Rating: MA 15+
Running Time: 103 minutes
Release Date: 11 Nov 2010
The American by Dutch director Anton Corbijn, is an adaptation of a 1990 thriller novel A Very Private Gentleman by Martin Booth. Jack (George Clooney) an assassin who after being attacked by a sniper in Sweden flees to Italy , Abruzzo, in which he declares it to be his last assignment to his contact Pavel (Johan Leysen). There he befriends local priest Father Benedetto (Paolo Bonacelli). The Father sensing his dark past encourages him to seek absolution but Jack now posing as photographer, Edward, meets his next assignment Mathilde (Thekla Rueten) who requests a custom built assassin rifle with silencer. While residing in Italy he embarks on an affair with local prostitute Clara (Violante Placido) and their relationship blossoms beyond paid for sex. However beset with paranoia, Edward (aka Jack) is not sure who he can really trust, as the hunter becomes the hunted.
The adapted screenplay by Rowan Joffe is a bit too slow and measured leaving the audience to wonder where it is all going rather than the desired effect of being suspenseful which is what thrillers intend to achieve. It is one of those films in which you need to watch intently as you may miss crucial elements in the plot, Unfortunately an emotional attachment to Clooney’s character is not well developed so ultimately we don’t care about his fate which is crucial in holding the audience’s attention and creating that suspense. This film has some good elements with Clooney for a start, but it almost seems to rely on that factor. It’s trying to be too clever but the one note pace lets it down and by the time you decide you care enough to try and connect the dots, the film is over . Not even sympathising with Clooney’s au natural grey look and his strict diet and exercise regime enhanced abs will help his cause except for the diehard fans. Violante Placido steals the screen with her bodily wares and looks. Though there is little dialogue the transformation of Edward and Clara’s relationship underpins the film giving it an introspective feel.
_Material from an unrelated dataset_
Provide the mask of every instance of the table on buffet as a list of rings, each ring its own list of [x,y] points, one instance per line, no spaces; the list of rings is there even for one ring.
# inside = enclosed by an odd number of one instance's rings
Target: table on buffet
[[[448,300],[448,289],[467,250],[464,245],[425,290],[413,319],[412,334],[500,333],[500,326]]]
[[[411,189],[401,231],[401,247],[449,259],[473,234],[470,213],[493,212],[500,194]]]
Cinematographer Martin Ruhe landscape shots are well done but that cant save the film from flatlining throughout. The story is interesting but suffers from credibility. One would think if Clooney was suspicious after his initial flee from death why would he take anymore chances. Also it seems ludicrous that he would be comissioned to make a gun when there are an array of high powered weapons that can be purchased untraceable on the black market. for It just doesn’t ring true and the slow pace ensures that you have enough time to question the plot holes.